El uso masivo de las redes sociales hoy en día no es sensato. Quien quiere ser una celebridad a cualquier costo no tendrá problemas en vivir su vida pegado a una pantalla de colores utilizando una aplicación diseñada para ser adictiva. Al final del día lo que posiblemente impulse a esta persona es la necesidad de validación. Por experiencia propia sé que esto es lo que busca producir la aplicación. Cada vez es más difícil para aquellos artistas que consideran el arte como un fin en sí mismo no utilizar estas plataformas compulsivamente.

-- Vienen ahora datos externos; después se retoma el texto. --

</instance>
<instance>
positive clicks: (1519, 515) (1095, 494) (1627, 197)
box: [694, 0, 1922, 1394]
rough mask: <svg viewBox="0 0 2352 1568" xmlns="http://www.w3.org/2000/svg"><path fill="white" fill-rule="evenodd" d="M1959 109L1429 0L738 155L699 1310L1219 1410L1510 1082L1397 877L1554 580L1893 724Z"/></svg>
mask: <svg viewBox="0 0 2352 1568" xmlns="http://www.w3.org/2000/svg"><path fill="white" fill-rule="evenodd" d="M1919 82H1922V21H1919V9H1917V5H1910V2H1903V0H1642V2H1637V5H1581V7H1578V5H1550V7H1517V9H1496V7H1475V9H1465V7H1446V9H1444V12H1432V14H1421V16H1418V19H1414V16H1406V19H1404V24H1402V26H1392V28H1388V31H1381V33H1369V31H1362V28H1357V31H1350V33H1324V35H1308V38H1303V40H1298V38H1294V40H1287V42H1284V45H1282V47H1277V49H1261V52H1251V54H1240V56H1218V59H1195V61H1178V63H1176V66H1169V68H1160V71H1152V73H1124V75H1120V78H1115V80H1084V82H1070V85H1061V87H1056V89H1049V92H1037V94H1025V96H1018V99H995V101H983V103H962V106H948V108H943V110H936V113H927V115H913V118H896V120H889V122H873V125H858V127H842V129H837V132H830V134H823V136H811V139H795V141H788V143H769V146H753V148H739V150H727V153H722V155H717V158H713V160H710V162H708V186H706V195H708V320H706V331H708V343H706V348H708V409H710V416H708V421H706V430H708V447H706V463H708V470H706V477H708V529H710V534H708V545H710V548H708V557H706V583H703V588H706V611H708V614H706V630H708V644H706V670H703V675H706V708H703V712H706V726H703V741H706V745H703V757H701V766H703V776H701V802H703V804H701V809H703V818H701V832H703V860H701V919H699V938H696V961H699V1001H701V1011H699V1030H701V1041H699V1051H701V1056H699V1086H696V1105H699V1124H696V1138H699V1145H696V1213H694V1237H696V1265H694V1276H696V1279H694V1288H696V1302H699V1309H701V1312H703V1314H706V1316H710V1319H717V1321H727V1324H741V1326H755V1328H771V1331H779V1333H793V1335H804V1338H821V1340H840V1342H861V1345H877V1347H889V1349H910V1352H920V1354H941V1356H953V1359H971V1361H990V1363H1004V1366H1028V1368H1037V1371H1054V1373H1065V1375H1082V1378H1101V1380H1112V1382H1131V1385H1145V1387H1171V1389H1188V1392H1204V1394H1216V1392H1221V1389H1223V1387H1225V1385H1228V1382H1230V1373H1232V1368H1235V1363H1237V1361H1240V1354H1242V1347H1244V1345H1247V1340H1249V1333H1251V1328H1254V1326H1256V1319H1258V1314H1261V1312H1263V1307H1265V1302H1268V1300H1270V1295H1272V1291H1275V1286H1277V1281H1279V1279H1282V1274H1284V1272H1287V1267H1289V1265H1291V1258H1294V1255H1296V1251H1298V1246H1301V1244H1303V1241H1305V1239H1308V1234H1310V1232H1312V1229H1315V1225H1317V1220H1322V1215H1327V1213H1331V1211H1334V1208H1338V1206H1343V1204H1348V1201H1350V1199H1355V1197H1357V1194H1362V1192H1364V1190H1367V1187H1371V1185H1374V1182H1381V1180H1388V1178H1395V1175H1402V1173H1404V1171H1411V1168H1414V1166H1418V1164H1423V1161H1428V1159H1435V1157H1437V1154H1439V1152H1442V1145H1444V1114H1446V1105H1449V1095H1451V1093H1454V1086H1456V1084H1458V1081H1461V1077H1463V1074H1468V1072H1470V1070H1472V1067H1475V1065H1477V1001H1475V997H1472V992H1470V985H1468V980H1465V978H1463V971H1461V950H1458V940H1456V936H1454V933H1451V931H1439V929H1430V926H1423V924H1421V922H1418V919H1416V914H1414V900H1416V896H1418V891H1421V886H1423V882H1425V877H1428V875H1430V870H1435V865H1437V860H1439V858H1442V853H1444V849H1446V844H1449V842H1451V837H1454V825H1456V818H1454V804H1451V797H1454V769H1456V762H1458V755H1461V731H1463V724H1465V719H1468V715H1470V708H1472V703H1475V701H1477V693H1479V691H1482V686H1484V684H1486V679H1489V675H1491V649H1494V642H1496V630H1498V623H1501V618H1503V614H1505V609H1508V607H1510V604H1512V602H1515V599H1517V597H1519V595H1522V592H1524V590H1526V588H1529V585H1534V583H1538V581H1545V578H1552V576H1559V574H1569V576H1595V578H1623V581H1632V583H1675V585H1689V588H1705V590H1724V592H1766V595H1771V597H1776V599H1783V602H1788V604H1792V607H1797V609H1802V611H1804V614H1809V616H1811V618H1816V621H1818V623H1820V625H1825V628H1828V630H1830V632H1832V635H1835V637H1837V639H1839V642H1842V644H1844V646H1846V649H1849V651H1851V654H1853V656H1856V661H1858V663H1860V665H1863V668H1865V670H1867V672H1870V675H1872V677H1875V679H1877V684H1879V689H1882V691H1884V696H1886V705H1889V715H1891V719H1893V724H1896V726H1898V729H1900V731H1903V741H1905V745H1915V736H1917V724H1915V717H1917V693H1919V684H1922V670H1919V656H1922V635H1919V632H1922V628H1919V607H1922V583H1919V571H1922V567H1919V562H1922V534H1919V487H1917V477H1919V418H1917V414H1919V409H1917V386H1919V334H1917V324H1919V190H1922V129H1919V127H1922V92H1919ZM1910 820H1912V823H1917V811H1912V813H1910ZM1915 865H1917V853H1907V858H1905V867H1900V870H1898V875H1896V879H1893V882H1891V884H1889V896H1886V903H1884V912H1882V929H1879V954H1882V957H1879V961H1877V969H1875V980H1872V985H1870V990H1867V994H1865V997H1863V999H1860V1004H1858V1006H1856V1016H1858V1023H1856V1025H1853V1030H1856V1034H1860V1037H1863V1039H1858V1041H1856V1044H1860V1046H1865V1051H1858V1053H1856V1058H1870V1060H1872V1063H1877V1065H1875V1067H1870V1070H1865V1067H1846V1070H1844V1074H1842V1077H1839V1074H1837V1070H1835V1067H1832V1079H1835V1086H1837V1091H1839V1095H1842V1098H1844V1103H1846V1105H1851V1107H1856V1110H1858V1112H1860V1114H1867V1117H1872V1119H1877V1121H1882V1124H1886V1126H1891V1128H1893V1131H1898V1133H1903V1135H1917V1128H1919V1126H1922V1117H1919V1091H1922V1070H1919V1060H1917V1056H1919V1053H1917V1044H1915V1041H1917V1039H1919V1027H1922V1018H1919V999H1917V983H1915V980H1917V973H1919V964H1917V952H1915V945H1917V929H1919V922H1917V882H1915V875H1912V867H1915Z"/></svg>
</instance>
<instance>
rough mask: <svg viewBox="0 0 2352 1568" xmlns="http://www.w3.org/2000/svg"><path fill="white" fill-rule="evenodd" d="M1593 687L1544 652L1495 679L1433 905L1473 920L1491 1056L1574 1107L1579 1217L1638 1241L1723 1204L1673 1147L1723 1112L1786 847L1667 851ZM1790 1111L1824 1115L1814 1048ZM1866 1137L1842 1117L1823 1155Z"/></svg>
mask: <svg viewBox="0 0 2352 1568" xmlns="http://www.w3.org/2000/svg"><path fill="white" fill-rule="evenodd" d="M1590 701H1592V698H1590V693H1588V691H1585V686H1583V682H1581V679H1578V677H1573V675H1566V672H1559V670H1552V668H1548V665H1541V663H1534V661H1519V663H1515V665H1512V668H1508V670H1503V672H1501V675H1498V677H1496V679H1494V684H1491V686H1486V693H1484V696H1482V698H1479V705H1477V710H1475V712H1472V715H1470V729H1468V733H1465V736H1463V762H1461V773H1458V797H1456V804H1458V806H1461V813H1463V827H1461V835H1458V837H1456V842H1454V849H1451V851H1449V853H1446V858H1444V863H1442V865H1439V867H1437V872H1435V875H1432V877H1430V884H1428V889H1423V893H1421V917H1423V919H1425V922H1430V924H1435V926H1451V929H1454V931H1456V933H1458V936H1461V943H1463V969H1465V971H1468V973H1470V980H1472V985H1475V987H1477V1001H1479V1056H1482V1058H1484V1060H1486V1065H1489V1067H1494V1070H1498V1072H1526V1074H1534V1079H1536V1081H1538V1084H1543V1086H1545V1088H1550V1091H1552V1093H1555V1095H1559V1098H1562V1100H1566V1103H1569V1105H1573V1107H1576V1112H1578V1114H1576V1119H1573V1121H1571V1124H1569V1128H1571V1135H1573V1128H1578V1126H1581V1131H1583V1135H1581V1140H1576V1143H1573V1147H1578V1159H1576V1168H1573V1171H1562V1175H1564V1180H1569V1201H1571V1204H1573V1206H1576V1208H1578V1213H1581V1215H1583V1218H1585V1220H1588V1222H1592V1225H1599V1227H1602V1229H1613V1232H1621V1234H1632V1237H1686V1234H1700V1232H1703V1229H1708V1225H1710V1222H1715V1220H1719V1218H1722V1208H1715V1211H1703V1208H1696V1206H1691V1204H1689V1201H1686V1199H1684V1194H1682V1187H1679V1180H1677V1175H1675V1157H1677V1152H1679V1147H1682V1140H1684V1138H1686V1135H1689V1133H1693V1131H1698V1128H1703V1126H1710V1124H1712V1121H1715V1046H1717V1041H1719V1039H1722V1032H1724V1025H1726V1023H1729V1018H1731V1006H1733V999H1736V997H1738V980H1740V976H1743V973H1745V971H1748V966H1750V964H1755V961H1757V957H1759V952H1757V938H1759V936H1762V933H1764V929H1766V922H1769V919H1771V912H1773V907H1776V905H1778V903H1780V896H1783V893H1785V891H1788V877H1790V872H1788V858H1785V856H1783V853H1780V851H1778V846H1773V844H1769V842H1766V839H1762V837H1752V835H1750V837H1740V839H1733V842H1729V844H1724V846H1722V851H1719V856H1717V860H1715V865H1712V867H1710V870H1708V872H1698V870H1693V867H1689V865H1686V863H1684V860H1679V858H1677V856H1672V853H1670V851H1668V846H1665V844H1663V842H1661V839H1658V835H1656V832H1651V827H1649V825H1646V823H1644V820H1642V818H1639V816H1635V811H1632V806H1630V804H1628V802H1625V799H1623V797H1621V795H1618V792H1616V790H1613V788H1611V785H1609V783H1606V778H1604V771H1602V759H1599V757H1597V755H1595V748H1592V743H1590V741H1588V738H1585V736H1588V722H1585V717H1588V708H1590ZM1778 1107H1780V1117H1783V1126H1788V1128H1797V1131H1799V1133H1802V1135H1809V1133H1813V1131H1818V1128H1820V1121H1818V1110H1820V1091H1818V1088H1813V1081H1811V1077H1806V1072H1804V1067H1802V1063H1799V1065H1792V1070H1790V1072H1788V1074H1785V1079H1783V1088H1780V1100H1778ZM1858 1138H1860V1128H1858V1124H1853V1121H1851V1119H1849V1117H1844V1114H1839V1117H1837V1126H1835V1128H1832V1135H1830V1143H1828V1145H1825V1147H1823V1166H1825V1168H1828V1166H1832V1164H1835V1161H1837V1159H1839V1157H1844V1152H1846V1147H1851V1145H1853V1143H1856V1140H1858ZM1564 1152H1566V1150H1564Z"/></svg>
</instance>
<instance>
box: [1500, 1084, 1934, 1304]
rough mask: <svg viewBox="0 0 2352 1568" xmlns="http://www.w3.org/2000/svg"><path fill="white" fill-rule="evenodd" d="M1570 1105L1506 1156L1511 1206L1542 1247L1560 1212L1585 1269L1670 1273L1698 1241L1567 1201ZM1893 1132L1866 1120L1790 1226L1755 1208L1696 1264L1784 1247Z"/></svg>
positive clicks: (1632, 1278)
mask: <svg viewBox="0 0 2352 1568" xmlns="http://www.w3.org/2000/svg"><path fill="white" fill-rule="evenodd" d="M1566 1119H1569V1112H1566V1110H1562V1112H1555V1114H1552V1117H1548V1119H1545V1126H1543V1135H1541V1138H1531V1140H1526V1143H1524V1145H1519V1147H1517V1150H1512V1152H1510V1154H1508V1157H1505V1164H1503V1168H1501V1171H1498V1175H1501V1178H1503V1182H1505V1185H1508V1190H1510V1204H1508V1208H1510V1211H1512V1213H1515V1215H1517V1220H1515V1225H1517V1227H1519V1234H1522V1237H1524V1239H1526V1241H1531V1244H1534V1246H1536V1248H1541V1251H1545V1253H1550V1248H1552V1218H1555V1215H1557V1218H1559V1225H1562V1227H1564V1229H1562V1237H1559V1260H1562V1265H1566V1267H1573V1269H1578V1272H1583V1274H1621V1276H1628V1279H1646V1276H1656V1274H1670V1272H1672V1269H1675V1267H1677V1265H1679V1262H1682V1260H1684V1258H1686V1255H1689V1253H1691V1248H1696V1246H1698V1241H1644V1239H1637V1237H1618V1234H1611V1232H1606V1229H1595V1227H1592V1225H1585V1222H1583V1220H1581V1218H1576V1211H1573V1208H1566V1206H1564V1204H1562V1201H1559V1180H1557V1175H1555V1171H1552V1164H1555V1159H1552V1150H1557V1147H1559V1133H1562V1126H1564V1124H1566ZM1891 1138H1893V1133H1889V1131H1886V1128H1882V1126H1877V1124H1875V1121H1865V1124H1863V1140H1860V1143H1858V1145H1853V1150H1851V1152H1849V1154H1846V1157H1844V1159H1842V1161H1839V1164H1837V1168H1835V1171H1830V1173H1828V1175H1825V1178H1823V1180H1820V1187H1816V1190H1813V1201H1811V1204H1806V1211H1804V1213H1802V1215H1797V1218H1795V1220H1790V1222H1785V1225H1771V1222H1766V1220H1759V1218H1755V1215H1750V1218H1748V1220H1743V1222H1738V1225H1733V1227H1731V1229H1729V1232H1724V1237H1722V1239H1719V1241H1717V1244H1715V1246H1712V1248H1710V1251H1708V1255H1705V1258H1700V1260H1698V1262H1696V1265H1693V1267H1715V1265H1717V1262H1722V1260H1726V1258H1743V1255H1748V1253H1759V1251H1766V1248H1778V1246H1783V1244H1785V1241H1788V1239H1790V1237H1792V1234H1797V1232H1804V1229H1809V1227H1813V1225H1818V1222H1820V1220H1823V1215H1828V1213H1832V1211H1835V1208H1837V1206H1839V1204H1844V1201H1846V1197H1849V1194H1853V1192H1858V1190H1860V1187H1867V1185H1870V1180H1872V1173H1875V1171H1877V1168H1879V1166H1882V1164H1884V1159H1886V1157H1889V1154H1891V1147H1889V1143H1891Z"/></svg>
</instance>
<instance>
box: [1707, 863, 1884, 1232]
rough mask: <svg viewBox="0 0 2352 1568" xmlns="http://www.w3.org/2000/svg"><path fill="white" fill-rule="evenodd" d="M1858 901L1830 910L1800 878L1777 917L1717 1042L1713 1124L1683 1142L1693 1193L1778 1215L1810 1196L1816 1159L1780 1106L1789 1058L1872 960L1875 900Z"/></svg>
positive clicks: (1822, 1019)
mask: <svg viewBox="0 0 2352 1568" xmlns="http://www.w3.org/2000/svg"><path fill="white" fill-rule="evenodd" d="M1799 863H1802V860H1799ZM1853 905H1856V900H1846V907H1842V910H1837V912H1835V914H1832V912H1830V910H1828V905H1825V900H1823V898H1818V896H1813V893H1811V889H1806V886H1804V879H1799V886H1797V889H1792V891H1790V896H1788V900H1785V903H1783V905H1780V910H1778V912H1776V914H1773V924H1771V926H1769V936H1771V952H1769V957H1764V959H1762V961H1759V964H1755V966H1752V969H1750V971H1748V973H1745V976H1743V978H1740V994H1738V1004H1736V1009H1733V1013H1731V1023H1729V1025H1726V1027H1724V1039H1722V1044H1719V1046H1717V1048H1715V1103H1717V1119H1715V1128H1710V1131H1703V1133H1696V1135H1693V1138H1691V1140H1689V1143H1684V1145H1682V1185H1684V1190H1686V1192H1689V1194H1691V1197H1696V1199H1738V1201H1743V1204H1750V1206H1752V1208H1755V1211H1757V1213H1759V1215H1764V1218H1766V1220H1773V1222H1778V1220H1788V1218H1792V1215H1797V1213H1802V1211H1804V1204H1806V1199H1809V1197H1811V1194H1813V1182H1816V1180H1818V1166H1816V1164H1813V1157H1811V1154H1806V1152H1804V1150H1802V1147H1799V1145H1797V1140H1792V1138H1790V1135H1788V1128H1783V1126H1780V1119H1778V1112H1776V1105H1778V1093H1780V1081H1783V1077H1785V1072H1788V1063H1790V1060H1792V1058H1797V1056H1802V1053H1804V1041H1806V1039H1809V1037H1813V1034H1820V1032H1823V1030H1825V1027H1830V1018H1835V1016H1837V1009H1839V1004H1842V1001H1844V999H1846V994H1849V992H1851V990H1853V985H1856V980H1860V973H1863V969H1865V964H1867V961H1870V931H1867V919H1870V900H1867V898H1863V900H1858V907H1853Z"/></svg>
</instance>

Después de llevar el curso mencionado y utilizar constantemente la plataforma durante el mes pasado llegué a la conclusión de que no quiero utilizarla en junio ni un solo minuto. Esta cuestión es estratégica: estoy componiendo un nuevo disco y no quiero ser influenciado por lo “trendy”, que no me interesa. Pero, sinceramente, también me resulta un alivio no estar expuesto a esa cantidad de estímulos irrelevantes. Voy solo dos días y ya me siento más tranquilo. No creo que estemos hecho para andar documentando todo lo que hacemos. Y no está de más decir que los likes matan la creatividad.

Tener millones de seguidores no tiene nada de malo y muchos músicos los tienen. Pero su propósito siempre estará basado en la música. Quizás en julio vuelva a utilizar esta aplicación pero tendré un plan sensato. Espero llenar un teatro algún día, pero espero  conseguirlo sin la necesidad de ser un adicto a apretar botones de forma irracional en su teléfono móvil.